К тому же, хоть молчала Липка всегда, а вот слушать мужа очень любила. Обо всём Сеслав вечерами русалке рассказывал: про детство своё, про службу при князе, про походы ратные. И о том, как трудно на отшибе без неё жилось. Сядут, бывало, при лунном свете: заведёт Сеслав историю очередную, а она вся навострится, слушает внимательно да глядит неотрывно — только ресницами длинными хлопает. Или голову склонит к плечу, возьмёт гребень костяной и волосы свои — что до земли почти длиною, расчёсывает. Красивая — глаз не оторвать, иной раз и с рассказа от того собьёшься.

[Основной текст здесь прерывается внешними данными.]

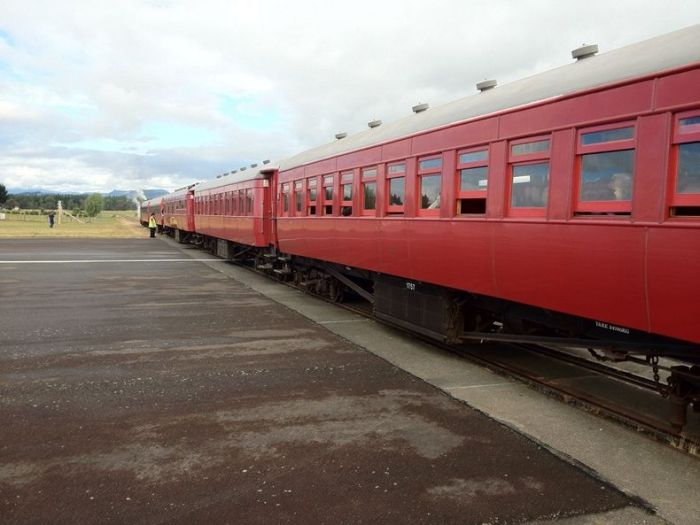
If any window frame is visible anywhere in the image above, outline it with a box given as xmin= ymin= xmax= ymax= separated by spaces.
xmin=572 ymin=120 xmax=637 ymax=215
xmin=306 ymin=177 xmax=319 ymax=217
xmin=245 ymin=188 xmax=255 ymax=217
xmin=384 ymin=160 xmax=407 ymax=215
xmin=279 ymin=182 xmax=292 ymax=217
xmin=668 ymin=109 xmax=700 ymax=208
xmin=506 ymin=134 xmax=552 ymax=218
xmin=338 ymin=170 xmax=355 ymax=217
xmin=455 ymin=144 xmax=490 ymax=216
xmin=360 ymin=166 xmax=379 ymax=217
xmin=416 ymin=153 xmax=445 ymax=217
xmin=318 ymin=173 xmax=335 ymax=215
xmin=292 ymin=179 xmax=305 ymax=217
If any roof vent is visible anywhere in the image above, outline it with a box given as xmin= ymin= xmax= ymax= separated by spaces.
xmin=411 ymin=102 xmax=430 ymax=113
xmin=476 ymin=80 xmax=498 ymax=93
xmin=571 ymin=44 xmax=598 ymax=60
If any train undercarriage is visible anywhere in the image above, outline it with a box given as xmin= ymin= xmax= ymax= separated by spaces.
xmin=171 ymin=231 xmax=700 ymax=430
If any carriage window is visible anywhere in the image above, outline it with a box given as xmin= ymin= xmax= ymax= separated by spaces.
xmin=385 ymin=162 xmax=406 ymax=215
xmin=459 ymin=150 xmax=489 ymax=164
xmin=280 ymin=184 xmax=289 ymax=213
xmin=340 ymin=171 xmax=353 ymax=217
xmin=581 ymin=126 xmax=634 ymax=146
xmin=459 ymin=166 xmax=489 ymax=192
xmin=362 ymin=168 xmax=377 ymax=211
xmin=508 ymin=137 xmax=550 ymax=217
xmin=670 ymin=111 xmax=700 ymax=216
xmin=323 ymin=175 xmax=333 ymax=215
xmin=575 ymin=124 xmax=635 ymax=215
xmin=306 ymin=177 xmax=318 ymax=215
xmin=245 ymin=188 xmax=254 ymax=215
xmin=676 ymin=142 xmax=700 ymax=193
xmin=294 ymin=181 xmax=304 ymax=215
xmin=510 ymin=139 xmax=549 ymax=155
xmin=418 ymin=157 xmax=442 ymax=215
xmin=510 ymin=162 xmax=549 ymax=208
xmin=457 ymin=149 xmax=489 ymax=215
xmin=418 ymin=157 xmax=442 ymax=171
xmin=420 ymin=175 xmax=440 ymax=210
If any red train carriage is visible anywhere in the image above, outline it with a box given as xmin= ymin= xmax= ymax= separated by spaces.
xmin=275 ymin=26 xmax=700 ymax=360
xmin=159 ymin=184 xmax=195 ymax=242
xmin=194 ymin=164 xmax=276 ymax=257
xmin=139 ymin=197 xmax=164 ymax=226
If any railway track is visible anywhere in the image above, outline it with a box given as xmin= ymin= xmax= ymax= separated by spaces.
xmin=246 ymin=266 xmax=700 ymax=457
xmin=189 ymin=245 xmax=700 ymax=457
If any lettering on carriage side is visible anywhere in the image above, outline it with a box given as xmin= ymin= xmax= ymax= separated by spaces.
xmin=595 ymin=321 xmax=630 ymax=334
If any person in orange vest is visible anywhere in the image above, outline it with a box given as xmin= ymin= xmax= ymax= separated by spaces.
xmin=148 ymin=213 xmax=158 ymax=239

Только однажды довелось дружиннику услышать песню русалью: из лесу вернулся раньше обычного, Липка его и не заметила. Сидит на крыльце, рубаху старую перешивает да поёт что-то протяжно. Вроде и не по-человечьи вовсе: не то как кошка, не то птичьим голосом. Как Сеслава заметила, так застеснялась вся, в хлев побежала.
Со двора Сеслав русалку, конечно, старался не пускать — а она и не стремилась. Опасался отшельник, что у деревенских вопросы появятся ненужные: что за девица такая, откуда взялась, почему не венчались. Да и вид у Липки был, что уж говорить — странноватый. Тут любой что-то нечистое заподозрит.
Жили, можно сказать, душа в душу — хоть кто ведает, если ли русалок эта самая душа. Даже если нет, всё одно Сеслав лишь добро знал от Липки, хотя природа девицы нечистая. Переживал поначалу, гадал: не в тягость ли ей самой такая жизнь? Но русалка никакой тоски не выказывала.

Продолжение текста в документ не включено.